Keane To Help Ibiza Rock

Keane is the latest addition to Andy McKay’s Ibiza Rocks season, which is attracting 800 punters a night to the island’s Bar M and a very positive response from the U.K. media.

Apart from five weekly half-hour television specials to be broadcast on Channel 4 beginning August 26, serious papers including The Guardian and The Times have reported how such bands as We Are Scientists, Dirty Pretty Things, Editors, The Streets, and Boy Kill Boy have all converged on the San Antonio beachfront bar to play their shows and enjoy two- or three-day holidays.

In the same way NME has drawn British youth’s attention to Benicassim Festival, which is on the Spanish coast and a three-hour ferry trip and a one-hour car drive away, The Independent ran a piece detailing how McKay has transformed the holiday island’s image as a haven for “hedonistic clubbers, ravers and acid house freaks” to one of “Europe’s top indie nightspots.”

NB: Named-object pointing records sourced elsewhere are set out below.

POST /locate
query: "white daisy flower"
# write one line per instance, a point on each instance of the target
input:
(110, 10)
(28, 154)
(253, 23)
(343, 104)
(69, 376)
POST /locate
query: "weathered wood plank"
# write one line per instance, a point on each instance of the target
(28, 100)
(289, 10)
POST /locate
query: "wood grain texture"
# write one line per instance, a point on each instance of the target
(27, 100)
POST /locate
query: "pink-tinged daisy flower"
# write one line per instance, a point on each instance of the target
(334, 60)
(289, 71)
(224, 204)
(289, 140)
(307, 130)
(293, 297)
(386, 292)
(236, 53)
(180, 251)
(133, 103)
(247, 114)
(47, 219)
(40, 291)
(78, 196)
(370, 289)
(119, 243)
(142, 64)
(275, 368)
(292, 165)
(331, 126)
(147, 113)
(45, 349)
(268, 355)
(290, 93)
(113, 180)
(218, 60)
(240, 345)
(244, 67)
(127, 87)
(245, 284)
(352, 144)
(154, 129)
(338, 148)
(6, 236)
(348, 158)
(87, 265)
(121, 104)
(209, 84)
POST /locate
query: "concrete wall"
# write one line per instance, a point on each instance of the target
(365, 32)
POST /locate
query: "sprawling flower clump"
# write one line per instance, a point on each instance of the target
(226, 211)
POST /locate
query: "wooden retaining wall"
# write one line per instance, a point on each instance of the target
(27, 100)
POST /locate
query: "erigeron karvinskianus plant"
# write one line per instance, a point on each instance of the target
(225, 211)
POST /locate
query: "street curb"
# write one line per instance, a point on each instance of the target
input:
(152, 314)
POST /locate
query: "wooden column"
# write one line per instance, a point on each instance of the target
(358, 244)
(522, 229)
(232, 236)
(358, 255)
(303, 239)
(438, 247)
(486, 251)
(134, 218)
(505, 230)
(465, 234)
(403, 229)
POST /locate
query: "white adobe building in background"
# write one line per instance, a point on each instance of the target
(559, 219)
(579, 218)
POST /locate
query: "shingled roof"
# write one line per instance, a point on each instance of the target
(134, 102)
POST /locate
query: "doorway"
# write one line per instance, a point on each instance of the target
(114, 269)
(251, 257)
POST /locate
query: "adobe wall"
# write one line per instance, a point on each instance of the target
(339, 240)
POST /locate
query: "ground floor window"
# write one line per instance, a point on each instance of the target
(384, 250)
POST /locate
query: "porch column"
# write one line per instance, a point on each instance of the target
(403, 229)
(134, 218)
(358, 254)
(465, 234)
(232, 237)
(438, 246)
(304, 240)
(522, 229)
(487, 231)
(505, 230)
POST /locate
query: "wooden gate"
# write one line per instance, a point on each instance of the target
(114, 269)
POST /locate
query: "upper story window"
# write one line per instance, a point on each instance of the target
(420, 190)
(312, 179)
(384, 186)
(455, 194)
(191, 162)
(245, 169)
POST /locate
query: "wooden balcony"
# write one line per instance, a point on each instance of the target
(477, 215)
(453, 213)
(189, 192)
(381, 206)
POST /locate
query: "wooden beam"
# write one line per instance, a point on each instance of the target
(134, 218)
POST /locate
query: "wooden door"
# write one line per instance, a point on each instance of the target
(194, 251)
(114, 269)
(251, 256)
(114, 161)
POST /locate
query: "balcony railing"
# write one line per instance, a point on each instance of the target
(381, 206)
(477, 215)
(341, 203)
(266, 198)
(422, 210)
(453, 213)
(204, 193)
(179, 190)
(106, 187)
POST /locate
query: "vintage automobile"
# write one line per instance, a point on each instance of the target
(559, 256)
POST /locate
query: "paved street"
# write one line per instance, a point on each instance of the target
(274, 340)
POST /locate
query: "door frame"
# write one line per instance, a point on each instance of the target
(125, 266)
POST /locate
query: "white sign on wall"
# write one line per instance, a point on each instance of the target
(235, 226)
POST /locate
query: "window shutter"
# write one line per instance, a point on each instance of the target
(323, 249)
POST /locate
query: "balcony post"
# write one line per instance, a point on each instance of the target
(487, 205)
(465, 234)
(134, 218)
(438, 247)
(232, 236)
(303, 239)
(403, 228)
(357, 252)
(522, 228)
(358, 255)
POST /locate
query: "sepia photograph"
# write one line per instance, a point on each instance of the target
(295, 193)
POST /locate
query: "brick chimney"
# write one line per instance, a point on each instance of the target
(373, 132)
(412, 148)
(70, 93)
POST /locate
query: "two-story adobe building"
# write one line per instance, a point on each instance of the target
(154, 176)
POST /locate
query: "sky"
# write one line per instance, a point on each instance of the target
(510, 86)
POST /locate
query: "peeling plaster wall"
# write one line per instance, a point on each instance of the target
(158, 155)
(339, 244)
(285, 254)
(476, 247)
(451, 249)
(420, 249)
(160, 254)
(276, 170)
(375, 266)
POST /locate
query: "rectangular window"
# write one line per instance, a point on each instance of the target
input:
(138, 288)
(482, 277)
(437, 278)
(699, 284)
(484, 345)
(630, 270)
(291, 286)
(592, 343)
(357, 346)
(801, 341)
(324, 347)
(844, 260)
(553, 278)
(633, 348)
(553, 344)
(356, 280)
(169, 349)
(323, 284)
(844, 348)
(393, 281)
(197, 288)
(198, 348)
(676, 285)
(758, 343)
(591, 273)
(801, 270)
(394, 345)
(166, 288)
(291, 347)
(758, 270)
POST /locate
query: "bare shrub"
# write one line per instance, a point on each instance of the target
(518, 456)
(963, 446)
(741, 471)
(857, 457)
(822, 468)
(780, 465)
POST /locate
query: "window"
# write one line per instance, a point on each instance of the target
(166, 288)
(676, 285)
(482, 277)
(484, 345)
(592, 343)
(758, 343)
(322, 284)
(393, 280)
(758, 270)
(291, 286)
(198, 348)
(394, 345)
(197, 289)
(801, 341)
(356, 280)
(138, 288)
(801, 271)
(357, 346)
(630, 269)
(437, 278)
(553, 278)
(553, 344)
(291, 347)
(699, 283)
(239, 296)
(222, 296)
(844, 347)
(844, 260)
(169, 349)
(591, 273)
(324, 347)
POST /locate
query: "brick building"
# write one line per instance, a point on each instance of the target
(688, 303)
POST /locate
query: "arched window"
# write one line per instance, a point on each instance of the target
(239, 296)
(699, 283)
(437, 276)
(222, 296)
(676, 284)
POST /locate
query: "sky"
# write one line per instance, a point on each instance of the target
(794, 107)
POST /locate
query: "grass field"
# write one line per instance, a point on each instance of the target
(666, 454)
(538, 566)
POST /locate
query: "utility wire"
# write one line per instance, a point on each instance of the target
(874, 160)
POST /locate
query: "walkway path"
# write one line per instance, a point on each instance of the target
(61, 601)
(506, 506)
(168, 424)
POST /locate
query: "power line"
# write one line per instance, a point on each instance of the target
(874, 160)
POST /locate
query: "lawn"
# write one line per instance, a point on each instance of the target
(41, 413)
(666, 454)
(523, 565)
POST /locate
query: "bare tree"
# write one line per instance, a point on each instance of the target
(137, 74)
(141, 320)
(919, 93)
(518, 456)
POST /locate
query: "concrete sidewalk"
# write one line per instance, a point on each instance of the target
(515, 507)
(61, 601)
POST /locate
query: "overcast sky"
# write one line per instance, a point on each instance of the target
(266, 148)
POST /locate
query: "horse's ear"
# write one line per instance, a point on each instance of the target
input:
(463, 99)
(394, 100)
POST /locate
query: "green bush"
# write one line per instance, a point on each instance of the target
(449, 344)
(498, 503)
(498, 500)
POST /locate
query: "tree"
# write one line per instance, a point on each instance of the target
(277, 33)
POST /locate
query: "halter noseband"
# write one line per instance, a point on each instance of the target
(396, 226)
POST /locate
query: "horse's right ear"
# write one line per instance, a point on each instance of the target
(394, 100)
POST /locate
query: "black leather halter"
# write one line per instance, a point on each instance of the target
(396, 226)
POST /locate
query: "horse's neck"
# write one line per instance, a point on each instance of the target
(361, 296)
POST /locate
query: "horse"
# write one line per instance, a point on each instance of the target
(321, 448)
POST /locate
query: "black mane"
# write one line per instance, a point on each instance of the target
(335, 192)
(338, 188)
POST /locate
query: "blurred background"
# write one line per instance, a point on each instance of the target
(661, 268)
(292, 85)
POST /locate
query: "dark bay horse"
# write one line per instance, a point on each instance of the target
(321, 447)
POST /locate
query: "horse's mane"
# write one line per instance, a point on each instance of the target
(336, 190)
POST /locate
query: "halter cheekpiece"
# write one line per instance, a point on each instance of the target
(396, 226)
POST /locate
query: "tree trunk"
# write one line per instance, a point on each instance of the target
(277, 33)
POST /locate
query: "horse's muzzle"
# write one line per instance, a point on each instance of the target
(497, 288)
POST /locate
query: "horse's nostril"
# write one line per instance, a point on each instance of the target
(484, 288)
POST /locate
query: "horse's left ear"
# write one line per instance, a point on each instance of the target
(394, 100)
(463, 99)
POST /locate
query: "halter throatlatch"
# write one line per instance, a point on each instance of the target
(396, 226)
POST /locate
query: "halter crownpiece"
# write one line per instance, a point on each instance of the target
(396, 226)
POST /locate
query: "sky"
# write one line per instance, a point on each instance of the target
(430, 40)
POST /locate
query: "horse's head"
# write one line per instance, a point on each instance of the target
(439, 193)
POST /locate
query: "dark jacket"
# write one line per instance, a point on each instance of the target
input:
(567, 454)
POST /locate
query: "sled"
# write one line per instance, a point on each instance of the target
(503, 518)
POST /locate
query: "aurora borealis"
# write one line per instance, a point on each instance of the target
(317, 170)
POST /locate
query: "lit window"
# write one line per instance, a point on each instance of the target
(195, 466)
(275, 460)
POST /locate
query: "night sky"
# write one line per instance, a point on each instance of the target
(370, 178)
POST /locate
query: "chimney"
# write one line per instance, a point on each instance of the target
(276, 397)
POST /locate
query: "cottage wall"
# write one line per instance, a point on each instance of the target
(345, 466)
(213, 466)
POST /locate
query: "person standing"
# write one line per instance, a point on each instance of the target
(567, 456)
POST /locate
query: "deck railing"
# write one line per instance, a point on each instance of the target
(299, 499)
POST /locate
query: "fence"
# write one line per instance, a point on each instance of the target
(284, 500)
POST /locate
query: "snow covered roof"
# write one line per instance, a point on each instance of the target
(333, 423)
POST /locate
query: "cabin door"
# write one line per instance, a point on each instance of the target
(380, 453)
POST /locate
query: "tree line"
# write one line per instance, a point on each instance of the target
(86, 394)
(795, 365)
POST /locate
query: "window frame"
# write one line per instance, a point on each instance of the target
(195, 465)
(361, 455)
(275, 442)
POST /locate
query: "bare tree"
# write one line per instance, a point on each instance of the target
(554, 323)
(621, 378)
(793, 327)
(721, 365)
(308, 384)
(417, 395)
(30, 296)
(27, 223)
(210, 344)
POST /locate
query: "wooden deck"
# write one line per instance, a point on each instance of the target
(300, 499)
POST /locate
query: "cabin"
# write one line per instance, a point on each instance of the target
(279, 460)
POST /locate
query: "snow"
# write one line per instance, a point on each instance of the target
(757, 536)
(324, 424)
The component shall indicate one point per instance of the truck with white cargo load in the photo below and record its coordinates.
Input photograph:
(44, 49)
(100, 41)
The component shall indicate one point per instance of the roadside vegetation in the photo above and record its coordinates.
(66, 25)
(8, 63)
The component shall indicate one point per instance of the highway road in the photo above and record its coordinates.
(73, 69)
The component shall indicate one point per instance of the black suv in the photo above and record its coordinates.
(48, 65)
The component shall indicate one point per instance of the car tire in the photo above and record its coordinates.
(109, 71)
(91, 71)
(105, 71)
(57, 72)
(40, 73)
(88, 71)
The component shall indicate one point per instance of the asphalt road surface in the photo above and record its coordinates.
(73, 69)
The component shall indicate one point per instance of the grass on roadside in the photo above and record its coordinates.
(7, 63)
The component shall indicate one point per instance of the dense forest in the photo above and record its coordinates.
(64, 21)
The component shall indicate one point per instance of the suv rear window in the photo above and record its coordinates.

“Most of the crowd is British but this year I’ve noticed more people from the European mainland, particularly from Germany, France and Italy,” McKay told Pollstar as the 2006 Ibiza Rocks season entered its second month.

With some financial backing from Sony Ericsson, he has managed to come up with guarantees competitive enough to tempt acts to play more intimate shows in a venue that’s much smaller than the ones some are used to filling.

Coming off the back of a successful U.S. tour and a No. 1 U.K. album, Keane’s August 23rd performance is the major coup of this year’s Ibiza Rocks – although the British papers have obviously used more ink on Pete Doherty’s canceled (and rescheduled) show.

Having told a London magistrates court he was intent on going through with his rehab this time, Doherty had to pull Babyshambles‘ show in order to return to the Portuguese clinic he walked out of earlier in the year.

Realizing he’d be out of there within a couple of weeks, he rescheduled the show for August 14th and told the U.K. media that “Ibiza Rocks is a fucking noble and praiseworthy mission and I can’t wait to get back.”

McKay said Doherty is deserving of another chance to allow his talent to get the better of his drugs, and is quick to point out that – prior to this year’s understandable rescheduling – he’s never had a problem with him either turning up late or not at all.

The July highlights included Dirty Pretty Things and Editors, which has had a busy summer festival season on the back of topping this year’s European Talent Exchange Programme in Groningen, Holland in January.

The rest of this summer’s confirmed lineup includes Kasabian, plus The Fratellis (August 11-12), Babyshambles and The Futureheads (August 14th), and Keane (August 23rd).

McKay also runs the island’s Manumission Nightclub, a 10,000-capacity mega-disco believed to be the biggest in the world.